Scrappy Innovation and Patents
Holly shares her experiences with “scrappy innovation,” highlighting how valuable solutions can be created with limited resources. She discusses her team’s early work in credit decisioning and credit strategy, where they developed patented solutions using machine learning techniques on limited computing power. This approach demonstrates that innovation doesn’t always require extensive infrastructure or resources, but rather creative problem-solving and a focus on addressing real business needs.
“We weren’t cloud-enabled. We weren’t production-izing things on the cloud. We didn’t have production-grade solutions. We were building solutions on our laptops, and we had to get extremely creative. We had some of the early patents around essentially taking machine learning techniques, which are considered a little bit more opaque, and taking the learnings from those and merging them with very traditional decision tree type approaches that are acceptable in the credit strategy space.”

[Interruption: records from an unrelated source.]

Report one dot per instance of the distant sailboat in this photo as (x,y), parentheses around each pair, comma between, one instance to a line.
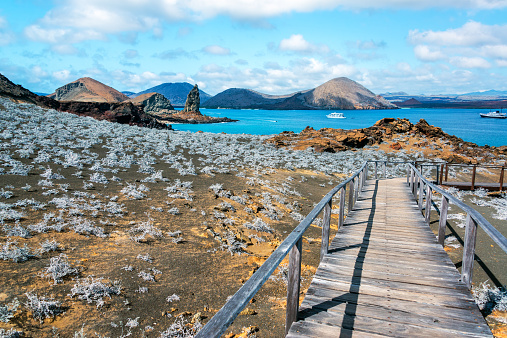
(335,116)
(494,115)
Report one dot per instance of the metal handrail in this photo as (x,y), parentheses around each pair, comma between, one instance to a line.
(474,218)
(226,315)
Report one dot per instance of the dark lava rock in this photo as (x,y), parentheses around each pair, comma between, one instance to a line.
(193,101)
(119,112)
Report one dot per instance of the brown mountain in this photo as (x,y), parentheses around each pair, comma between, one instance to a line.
(119,112)
(339,93)
(343,93)
(154,104)
(88,90)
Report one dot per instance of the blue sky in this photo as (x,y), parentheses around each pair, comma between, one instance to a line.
(275,47)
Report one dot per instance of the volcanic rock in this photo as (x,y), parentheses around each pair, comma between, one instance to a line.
(124,112)
(88,90)
(176,92)
(339,93)
(389,134)
(193,102)
(119,112)
(154,104)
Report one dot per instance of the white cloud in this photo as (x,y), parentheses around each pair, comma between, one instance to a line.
(77,20)
(62,75)
(6,36)
(471,46)
(424,53)
(470,34)
(273,78)
(470,62)
(131,53)
(297,43)
(216,50)
(65,49)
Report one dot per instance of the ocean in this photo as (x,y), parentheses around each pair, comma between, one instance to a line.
(464,123)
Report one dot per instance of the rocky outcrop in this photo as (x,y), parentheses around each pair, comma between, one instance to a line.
(339,93)
(119,112)
(239,98)
(175,92)
(155,104)
(194,117)
(16,92)
(193,102)
(88,90)
(343,93)
(389,134)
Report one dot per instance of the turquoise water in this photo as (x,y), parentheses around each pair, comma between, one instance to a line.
(464,123)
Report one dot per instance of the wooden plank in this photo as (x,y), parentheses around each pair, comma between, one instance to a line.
(317,330)
(293,283)
(341,215)
(386,274)
(440,279)
(351,196)
(362,279)
(333,297)
(325,229)
(390,327)
(469,251)
(391,261)
(456,300)
(442,222)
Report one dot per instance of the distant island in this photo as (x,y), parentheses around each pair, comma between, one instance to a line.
(337,94)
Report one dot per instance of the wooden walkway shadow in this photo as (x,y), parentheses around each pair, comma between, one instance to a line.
(386,275)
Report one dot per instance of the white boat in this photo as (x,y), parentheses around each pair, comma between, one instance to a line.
(335,116)
(494,114)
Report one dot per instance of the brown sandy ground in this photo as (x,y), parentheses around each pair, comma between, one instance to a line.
(201,241)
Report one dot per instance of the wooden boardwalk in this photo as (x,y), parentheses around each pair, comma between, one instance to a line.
(386,275)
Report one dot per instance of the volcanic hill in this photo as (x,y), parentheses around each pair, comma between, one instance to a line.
(119,112)
(88,90)
(174,92)
(339,93)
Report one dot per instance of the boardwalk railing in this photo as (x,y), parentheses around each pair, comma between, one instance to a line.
(381,165)
(292,245)
(423,189)
(444,176)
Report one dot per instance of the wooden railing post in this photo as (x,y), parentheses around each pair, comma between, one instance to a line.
(356,190)
(501,178)
(421,193)
(325,229)
(444,205)
(351,195)
(469,251)
(428,204)
(294,278)
(341,215)
(473,177)
(412,178)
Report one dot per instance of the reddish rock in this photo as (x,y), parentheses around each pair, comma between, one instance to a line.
(395,146)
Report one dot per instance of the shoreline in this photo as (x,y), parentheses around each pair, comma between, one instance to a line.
(180,216)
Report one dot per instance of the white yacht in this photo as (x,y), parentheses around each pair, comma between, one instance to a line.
(335,116)
(494,114)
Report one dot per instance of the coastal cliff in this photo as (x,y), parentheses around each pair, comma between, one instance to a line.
(340,93)
(88,90)
(389,134)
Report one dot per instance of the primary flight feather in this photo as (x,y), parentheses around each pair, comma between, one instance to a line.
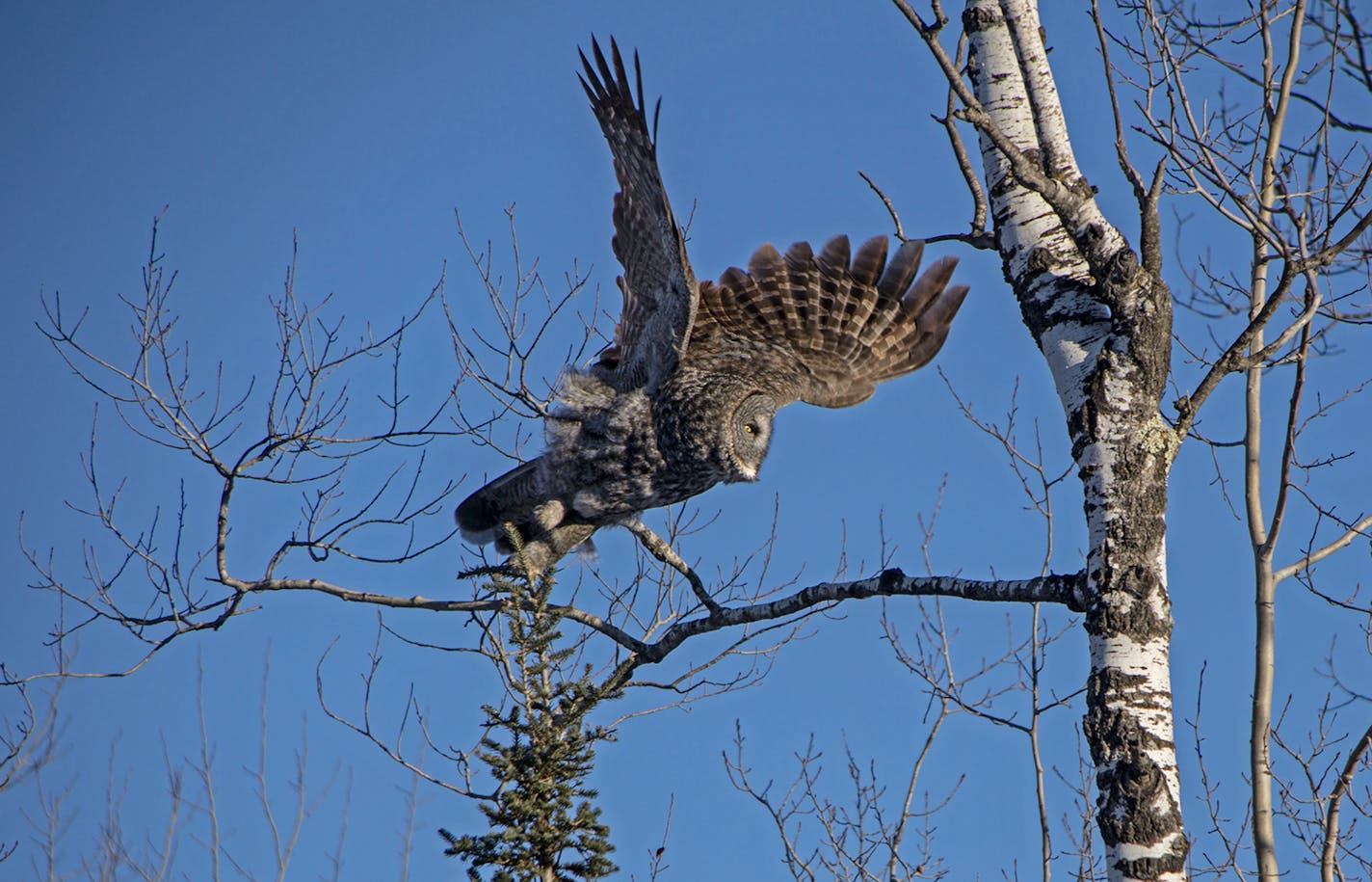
(686,394)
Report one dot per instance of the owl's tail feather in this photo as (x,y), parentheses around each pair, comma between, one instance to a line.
(510,498)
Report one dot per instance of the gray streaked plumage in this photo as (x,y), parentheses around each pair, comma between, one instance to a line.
(685,396)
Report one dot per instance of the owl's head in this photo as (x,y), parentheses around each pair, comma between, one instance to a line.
(750,435)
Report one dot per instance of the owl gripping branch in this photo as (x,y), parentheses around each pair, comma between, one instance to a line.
(686,394)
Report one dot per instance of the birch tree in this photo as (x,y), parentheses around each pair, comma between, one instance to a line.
(1100,313)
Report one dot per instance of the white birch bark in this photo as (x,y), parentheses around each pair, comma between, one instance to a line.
(1103,325)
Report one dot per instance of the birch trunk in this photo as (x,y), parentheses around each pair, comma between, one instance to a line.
(1103,325)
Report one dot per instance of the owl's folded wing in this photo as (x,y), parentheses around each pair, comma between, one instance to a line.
(831,330)
(657,284)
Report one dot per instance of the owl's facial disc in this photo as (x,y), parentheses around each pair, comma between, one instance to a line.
(751,435)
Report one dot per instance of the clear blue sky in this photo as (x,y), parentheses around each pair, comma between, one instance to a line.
(361,126)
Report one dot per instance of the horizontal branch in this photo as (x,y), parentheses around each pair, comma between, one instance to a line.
(1068,590)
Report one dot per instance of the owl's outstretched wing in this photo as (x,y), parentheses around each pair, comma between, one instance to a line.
(829,330)
(657,282)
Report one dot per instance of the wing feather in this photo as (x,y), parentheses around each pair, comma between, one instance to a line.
(657,284)
(831,328)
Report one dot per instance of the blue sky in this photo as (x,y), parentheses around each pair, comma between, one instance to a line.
(359,129)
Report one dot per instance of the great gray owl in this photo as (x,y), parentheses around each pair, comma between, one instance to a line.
(685,396)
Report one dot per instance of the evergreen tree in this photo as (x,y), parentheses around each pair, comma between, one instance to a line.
(545,824)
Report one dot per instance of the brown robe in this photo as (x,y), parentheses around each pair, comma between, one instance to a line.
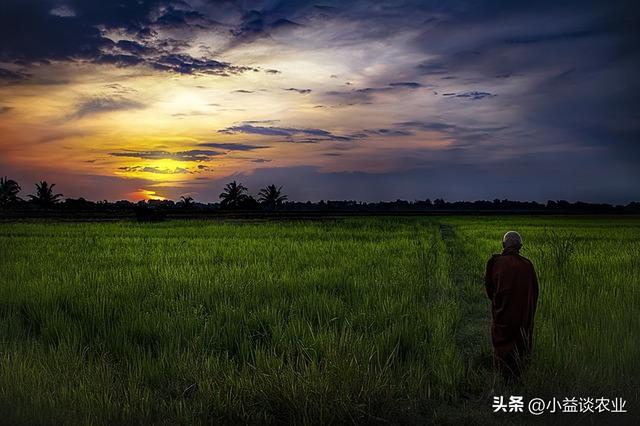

Preparing for the Future of AI
Holly discusses her pragmatic view on the future of AI, highlighting upcoming developments and how organizations can prepare. She predicts the emergence of customer-facing GenAI solutions and the rise of “agentic” AI capable of making simple decisions. Holly also mentions the potential impact of quantum computing on AI advancements. She emphasizes the importance of strengthening risk mitigation procedures and operational efficiency to respond quickly to unforeseen changes in the AI landscape.
“I think there’s lots of people who are less pragmatic than me and maybe more dreamers that will be like, ‘Oh, we’re going to have all of this world run by robots.’ I’m a little bit more pragmatic. In the next 12 months, we will start to see the first so-called customer-facing solutions. We’ll start to see the use of the so-called agentic AI that’s able to actually make some sort of decision.”